In 1995, Gothic experienced both the greatest snowfall and latest snow melt date in billy barr’s observations. Not a statistician? What do all those numbers under the graphs mean anyway? The mean and range are both descriptive statistics used to summarize properties of a data set. In this activity, the mean (average) value is one measure of the central tendency of the data set and the range provides a measure of its dispersion or spread around the central tendency. The range is simply the maximum value in a data set minus the minimum value.
The plots you create in Excel (and those you see on the data visualizer) are all scatter plots that graphically relate two variables. The scatter plots show how billy barr’s observations of weather or phenological events (on the y-axis) change from year to year (x-axis) or phenological events change with meteorological events (figure 2 from Inouye et al., 2000).

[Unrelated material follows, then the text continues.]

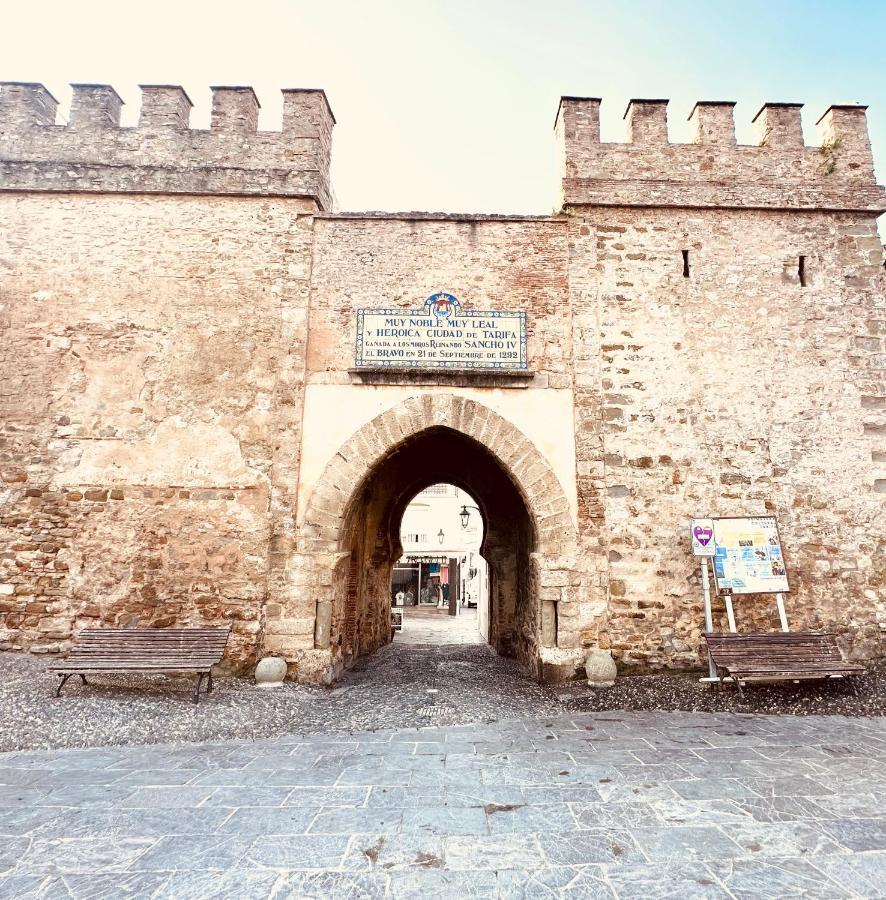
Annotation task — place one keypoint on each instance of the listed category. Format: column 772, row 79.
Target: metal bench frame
column 153, row 651
column 773, row 656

If we assume that the y-axis data are somehow dependent on the x-axis data (something about the year in question influences the amount of snowfall or the timing of marmot emergence from hibernation), then the trend in the data can be used to make predictions. So how do we quantify the trend? Regression analysis fits a straight line (y = a + bx) to the messy scatter plot (where a is the y intercept of the line and b is the slope of the line). This line goes by many names (the least-squares line, the line of best fit, the prediction line, the estimated regression line, etc.) and the equation for the line is usually calculated using computer software. Why are data plotted in scatter plots messy? Because the variable on the x-axis is probably not the only factor influencing the variable shown on the y-axis. We measure how well future outcomes are likely to be predicted by the best fit line using the coefficient of determination, which is usually just referred to as r-squared and is calculated at the same time as the best fit line. r-squared is the proportion of variability in a data set that is accounted for by the statistical model, in this case, the best fit line. Values for r-squared range between 0 and 1. If r-squared = 1, the data fall perfectly on the best fit line; if r-squared = 0, the estimated regression line does not explain the variation in the y values. The variation in the y values explained by the x values is often expressed as a percentage. For example, in figure 2 above, 85.3% of the variation in the date of first flowering of bluebells is explained by the date of snow melt. The p value is used in statistical hypothesis testing. In this case, we want to know if there is no relationship between the variables (the null hypothesis) or if there is a statistically significant relationship between the variables we’ve chosen (the alternative hypothesis). In this case, if the p value is greater than 0.05, the null hypothesis is rejected and the regression is statistically significant – there is correlation between the variables.
In open systems, alternative hypotheses could be numerous and varied. For example, the date of first sighting of a marmots could be related to the snow melt date, or something completely different, or a combination of two or more factors. Remember – correlation does not equal causation! Disclaimer: this discussion is not intended to be a complete treatment of the statistics used in Inouye et al., 2000 or a complete description of the statistical methods described above.